Voice

Voice connections operate in a similar fashion to the Gateway connection. However, they use a different set of payloads and a separate UDP-based connection for voice data transmission. Because UDP is used for both receiving and transmitting voice data, your client must be able to receive UDP packets, even through a firewall or NAT (see UDP Hole Punching for more information). The Discord Voice servers implement functionality (see IP Discovery) for discovering the local machines remote UDP IP/Port, which can assist in some network configurations.

Voice Gateway Versioning

To ensure that you have the most up-to-date information, please use version 4. Otherwise, we cannot guarantee that the Opcodes documented here will reflect what you receive over the socket.

Gateway Versions

Version	Status	WebSocket URL Append
4	recommended	?v=4
3	available	?v=3
2	available	?v=2
1	default	?v=1 or omit

Connecting to Voice

Retrieving Voice Server Information

The first step in connecting to a voice server (and in turn, a guild's voice channel) is formulating a request that can be sent to the Gateway, which will return information about the voice server we will connect to. Because Discord's voice platform is widely distributed, users should never cache or save the results of this call. To inform the gateway of our intent to establish voice connectivity, we first send an Opcode 4 Gateway Voice State Update:

Gateway Voice State Update Example

json
{
  "op": 4,
  "d": {
    "guild_id": "41771983423143937",
    "channel_id": "127121515262115840",
    "self_mute": false,
    "self_deaf": false
  }
}

If our request succeeded, the gateway will respond with two events—a Voice State Update event and a Voice Server Update event—meaning your library must properly wait for both events before continuing. The first will contain a new key, session_id, and the second will provide voice server information we can use to establish a new voice connection:

Example Voice Server Update Payload

json
{
  "t": "VOICE_SERVER_UPDATE",
  "s": 2,
  "op": 0,
  "d": {
    "token": "my_token",
    "guild_id": "41771983423143937",
    "endpoint": "smart.loyal.discord.gg"
  }
}

With this information, we can move on to establishing a voice WebSocket connection.

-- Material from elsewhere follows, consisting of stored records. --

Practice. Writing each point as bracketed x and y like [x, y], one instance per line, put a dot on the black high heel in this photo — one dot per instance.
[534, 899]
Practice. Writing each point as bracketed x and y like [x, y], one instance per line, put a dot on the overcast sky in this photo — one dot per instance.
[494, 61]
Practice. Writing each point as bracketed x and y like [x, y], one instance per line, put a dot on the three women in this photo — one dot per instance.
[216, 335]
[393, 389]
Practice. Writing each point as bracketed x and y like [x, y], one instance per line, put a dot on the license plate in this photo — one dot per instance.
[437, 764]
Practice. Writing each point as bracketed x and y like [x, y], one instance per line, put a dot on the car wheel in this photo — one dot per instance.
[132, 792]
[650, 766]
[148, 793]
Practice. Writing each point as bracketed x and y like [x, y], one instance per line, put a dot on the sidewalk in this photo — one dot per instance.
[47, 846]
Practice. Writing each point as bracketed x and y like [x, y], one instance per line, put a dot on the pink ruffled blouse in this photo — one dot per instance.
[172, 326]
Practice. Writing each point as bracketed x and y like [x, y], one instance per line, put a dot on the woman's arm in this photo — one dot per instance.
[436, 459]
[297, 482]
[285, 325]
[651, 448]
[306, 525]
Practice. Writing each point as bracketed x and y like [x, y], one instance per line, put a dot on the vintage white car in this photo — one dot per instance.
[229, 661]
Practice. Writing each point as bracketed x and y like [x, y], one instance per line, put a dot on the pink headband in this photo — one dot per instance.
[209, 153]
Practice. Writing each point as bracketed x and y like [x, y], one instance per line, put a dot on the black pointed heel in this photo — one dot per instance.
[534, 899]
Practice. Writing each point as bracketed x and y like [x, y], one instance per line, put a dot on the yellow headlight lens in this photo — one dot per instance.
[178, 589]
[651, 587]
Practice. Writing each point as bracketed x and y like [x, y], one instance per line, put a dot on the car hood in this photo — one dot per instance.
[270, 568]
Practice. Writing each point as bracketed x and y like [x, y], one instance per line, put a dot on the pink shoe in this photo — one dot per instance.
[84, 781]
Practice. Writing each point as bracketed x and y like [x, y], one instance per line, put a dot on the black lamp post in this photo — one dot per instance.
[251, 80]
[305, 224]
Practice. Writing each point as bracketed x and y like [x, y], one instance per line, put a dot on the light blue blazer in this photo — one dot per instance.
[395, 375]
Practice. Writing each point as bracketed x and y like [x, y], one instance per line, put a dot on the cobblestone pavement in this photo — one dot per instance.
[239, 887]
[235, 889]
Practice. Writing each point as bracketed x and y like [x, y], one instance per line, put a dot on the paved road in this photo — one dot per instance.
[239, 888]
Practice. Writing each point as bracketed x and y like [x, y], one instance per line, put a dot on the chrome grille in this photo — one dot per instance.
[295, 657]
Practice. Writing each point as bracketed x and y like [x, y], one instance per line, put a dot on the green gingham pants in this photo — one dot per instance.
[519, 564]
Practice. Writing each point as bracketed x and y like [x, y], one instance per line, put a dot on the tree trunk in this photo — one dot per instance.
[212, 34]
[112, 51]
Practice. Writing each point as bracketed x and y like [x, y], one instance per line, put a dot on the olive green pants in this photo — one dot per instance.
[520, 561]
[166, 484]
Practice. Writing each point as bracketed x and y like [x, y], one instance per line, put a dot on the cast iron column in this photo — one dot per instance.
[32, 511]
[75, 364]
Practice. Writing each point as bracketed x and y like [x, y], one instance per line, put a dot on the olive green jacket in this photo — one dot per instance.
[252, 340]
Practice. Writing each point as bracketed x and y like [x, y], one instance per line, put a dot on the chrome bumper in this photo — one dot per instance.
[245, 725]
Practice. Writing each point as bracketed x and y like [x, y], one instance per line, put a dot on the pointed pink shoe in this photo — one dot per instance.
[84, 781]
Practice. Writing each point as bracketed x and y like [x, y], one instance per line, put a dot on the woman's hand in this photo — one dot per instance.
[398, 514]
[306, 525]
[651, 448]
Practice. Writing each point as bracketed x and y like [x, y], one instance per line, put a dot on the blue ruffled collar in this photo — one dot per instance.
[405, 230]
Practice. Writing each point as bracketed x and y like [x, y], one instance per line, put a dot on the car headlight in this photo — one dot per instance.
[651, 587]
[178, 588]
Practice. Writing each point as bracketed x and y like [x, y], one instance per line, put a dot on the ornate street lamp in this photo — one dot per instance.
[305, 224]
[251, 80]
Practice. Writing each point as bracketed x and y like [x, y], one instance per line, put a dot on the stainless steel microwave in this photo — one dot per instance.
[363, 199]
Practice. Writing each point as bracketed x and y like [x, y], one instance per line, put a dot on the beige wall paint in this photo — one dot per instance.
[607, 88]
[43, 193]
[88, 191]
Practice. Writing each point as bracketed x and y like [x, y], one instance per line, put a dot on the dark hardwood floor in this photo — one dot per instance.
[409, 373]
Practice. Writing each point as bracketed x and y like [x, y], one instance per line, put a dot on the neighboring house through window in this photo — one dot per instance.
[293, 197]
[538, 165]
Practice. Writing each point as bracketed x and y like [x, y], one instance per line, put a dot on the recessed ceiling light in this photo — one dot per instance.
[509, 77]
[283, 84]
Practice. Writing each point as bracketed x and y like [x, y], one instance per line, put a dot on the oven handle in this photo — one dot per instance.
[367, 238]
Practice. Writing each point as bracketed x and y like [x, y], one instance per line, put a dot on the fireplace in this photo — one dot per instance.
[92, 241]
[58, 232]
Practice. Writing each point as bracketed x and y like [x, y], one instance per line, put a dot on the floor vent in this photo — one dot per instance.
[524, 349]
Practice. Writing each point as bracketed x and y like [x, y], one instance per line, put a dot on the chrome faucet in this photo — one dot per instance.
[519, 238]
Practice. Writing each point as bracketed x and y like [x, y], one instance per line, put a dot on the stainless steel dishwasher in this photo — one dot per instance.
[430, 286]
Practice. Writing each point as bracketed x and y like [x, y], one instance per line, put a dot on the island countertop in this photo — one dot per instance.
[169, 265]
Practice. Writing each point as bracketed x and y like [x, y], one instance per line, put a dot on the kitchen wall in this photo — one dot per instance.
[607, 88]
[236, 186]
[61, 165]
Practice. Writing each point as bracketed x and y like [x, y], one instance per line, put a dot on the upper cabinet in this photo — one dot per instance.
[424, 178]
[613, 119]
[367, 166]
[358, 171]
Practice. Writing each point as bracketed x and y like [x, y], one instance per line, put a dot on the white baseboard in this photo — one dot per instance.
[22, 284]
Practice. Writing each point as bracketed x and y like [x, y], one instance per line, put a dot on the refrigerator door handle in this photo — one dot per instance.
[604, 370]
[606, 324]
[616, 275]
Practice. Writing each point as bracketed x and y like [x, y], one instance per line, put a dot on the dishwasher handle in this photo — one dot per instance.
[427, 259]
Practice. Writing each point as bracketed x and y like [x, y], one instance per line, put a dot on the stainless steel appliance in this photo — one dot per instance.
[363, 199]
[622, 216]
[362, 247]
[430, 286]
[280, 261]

Establishing a Voice Websocket Connection

Once we retrieve a session_id, token, and endpoint information, we can connect and handshake with the voice server over another secure WebSocket. Unlike the gateway endpoint we receive in an HTTP Get Gateway request, the endpoint received from our Voice Server Update payload does not contain a URL protocol, so some libraries may require manually prepending it with "wss://" before connecting. Once connected to the voice WebSocket endpoint, we can send an Opcode 0 Identify payload with our server_id, user_id, session_id, and token:

Example Voice Identify Payload

json
{
  "op": 0,
  "d": {
    "server_id": "41771983423143937",
    "user_id": "104694319306248192",
    "session_id": "my_session_id",
    "token": "my_token"
  }
}

The voice server should respond with an Opcode 2 Ready payload, which informs us of the SSRC, UDP IP/port, and supported encryption modes the voice server expects:

Example Voice Ready Payload

json
{
  "op": 2,
  "d": {
    "ssrc": 1,
    "ip": "127.0.0.1",
    "port": 1234,
    "modes": ["xsalsa20_poly1305", "xsalsa20_poly1305_suffix", "xsalsa20_poly1305_lite"],
    "heartbeat_interval": 1
  }
}

Heartbeating

In order to maintain your WebSocket connection, you need to continuously send heartbeats at the interval determined in Opcode 8 Hello:

Example Hello Payload below V3

json
{
  "heartbeat_interval": 41250
}

Example Hello Payload since V3

json
{
  "op": 8,
  "d": {
    "heartbeat_interval": 41250
  }
}

This is sent at the start of the connection. Be warned that the Opcode 8 Hello structure differs by gateway version as shown in the above examples. Versions below v3 do not have an opcode or a data field denoted by d. V3 and above was updated to be structured like other payloads. Be sure to expect this different format based on your version.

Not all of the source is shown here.